Time: Friday, February 7, 2025 2:30pm - 3:30pm

Location: Howey Building Room C204

Host: School of Physic Associate Prof. Martin Mourigal

Speaker: Dr. Pyeongjae Park, Materials Science and Technology Division, Oak Ridge National Laboratory 

Abstract: Low-dimensional or frustrated quantum (S = 1/2) magnets exhibit strong quantum spin fluctuations, leading to complex spin dynamics that challenge conventional spin-wave analysis and complicate the identification of microscopic spin models using neutron scattering. However, raising the temperature moves these systems into a regime dominated by classical thermal fluctuations, making their dynamical properties more amenable to semi-classical analysis.
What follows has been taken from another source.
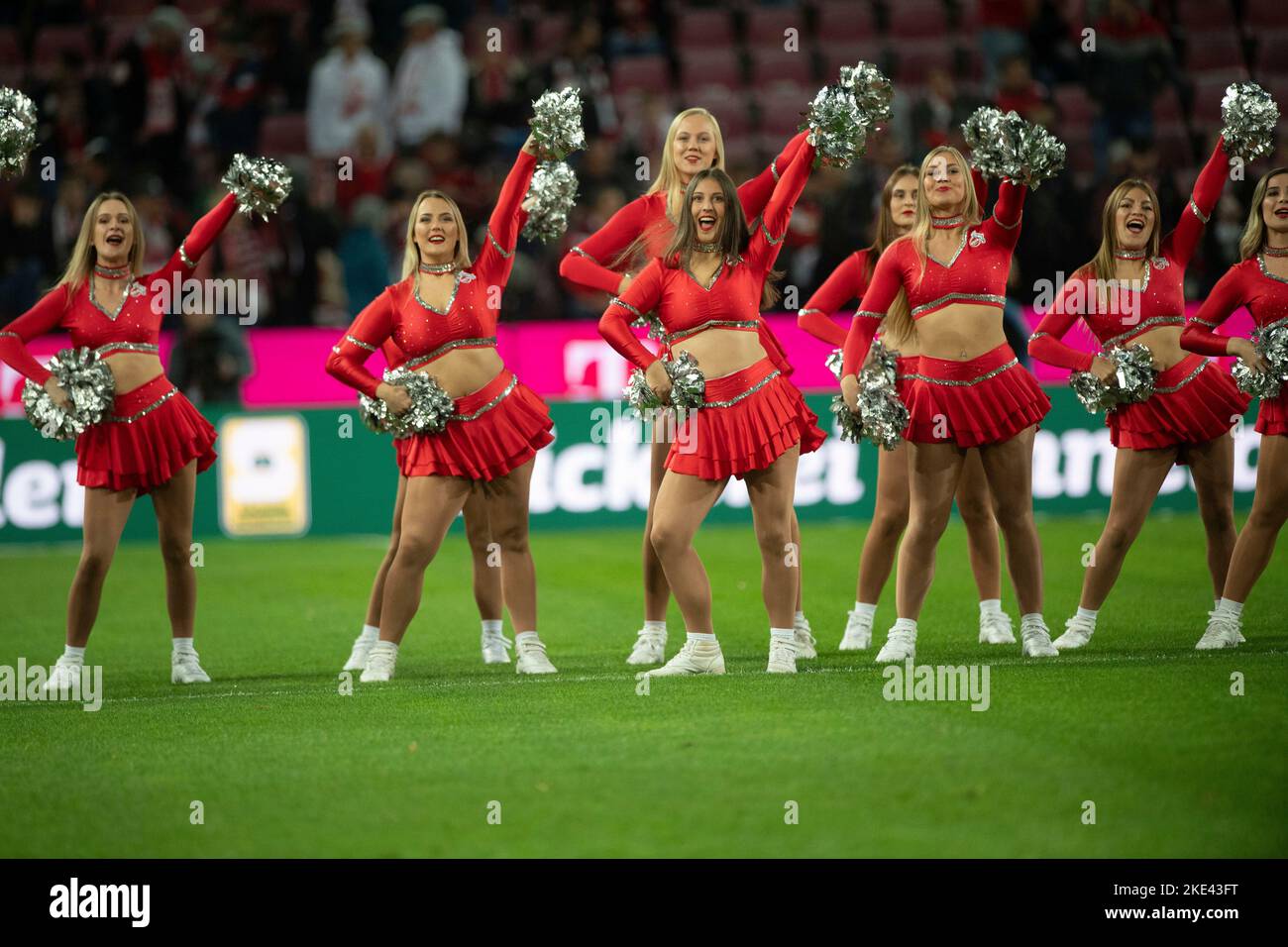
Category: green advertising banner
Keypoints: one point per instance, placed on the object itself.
(320, 472)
In this talk, I introduce an approach that leverages thermal fluctuations to study the momentum and energy-resolved spin dynamics of quantum magnets, using the Landau-Lifshitz dynamics (LLD) framework implemented in the Su(n)ny software package [1]. I will outline a standardized simulation protocol designed for modelling finite-temperature spin dynamics [2, 3] and present its successful application to the inelastic neutron scattering results of two model systems: the S = 1/2 square lattice Heisenberg antiferromagnet Zn2VO(PO4)2 [2] and the S = 1/2 XXZ triangular lattice antiferromagnet Ba2La2CoTe2O12[4]. Notably, this approach has successfully determined spin Hamiltonians by fitting energy-resolved excitation spectra in the paramagnetic phase while also capturing the attenuation of quantum spin dynamics–such as continuum excitations–due to thermal fluctuations. I will conclude by discussing the broad potential of this LLD-based approach for advancing research in quantum magnetism.